User Guide

Installation

Ragged requires Python 3.10 or later and is available on PyPI:

pip install ragged

The only runtime dependencies are awkward >= 2.6.7 and numpy >= 1.24. GPU support (CUDA) requires cupy; see Device.

Quickstart

import ragged
import numpy as np

# Create a ragged array from a nested Python list
a = ragged.array([[1.0, 2.0, 3.0], [4.0], [5.0, 6.0]])

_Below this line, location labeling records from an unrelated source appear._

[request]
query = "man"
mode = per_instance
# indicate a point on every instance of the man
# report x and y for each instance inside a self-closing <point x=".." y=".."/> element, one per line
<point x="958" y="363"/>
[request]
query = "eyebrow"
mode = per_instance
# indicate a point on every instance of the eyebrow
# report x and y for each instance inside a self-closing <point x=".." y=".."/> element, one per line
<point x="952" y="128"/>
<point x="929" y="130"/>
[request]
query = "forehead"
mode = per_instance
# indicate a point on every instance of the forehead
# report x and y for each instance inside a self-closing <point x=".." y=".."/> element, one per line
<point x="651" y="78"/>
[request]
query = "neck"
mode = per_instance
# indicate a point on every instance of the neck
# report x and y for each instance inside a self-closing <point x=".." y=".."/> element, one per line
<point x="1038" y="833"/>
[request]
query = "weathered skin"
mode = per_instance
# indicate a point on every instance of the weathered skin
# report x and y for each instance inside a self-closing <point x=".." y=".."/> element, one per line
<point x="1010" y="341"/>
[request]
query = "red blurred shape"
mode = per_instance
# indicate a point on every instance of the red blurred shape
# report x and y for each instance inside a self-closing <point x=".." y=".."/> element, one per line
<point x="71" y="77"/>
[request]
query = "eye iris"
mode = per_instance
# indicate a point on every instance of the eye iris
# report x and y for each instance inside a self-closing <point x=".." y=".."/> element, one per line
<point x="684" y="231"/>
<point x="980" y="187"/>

print(a.shape)   # (3, None)
print(a.dtype)   # float64

# Elementwise operations preserve shape
b = ragged.sqrt(a)

# Boolean indexing
c = a[a > 2.0]

# Reduction along an axis
row_sums = ragged.sum(a, axis=1)   # shape (3,)

# Functional update (JAX-style, copy semantics)
d = a.at[0].set(ragged.array([10.0, 20.0, 30.0]))

The Array Model

Shape

A ragged.array has a shape tuple where each element is either an int (fixed-size dimension) or None (variable-size / ragged dimension).

  • shape[0] is always an int — the number of rows at the outermost level.

  • Any later dimension can be None when row lengths are non-uniform.

ragged.array([1.0, 2.0, 3.0]).shape          # (3,)
ragged.array([[1.0, 2.0], [3.0, 4.0]]).shape  # (2, None)  ← uniform rows
ragged.array([[1.0, 2.0], [3.0]]).shape        # (2, None)  ← ragged rows

Note

Even when all rows happen to have the same length, dimensions past the first report None if the array was built from Python lists. Pass a NumPy array to the constructor to obtain a fully regular shape:

ragged.array(np.ones((3, 4))).shape   # (3, 4)  ← regular from numpy

Dtype

ragged.array always stores a single numpy.dtype for all elements. Mixed-type input is upcasted following NumPy’s type promotion rules.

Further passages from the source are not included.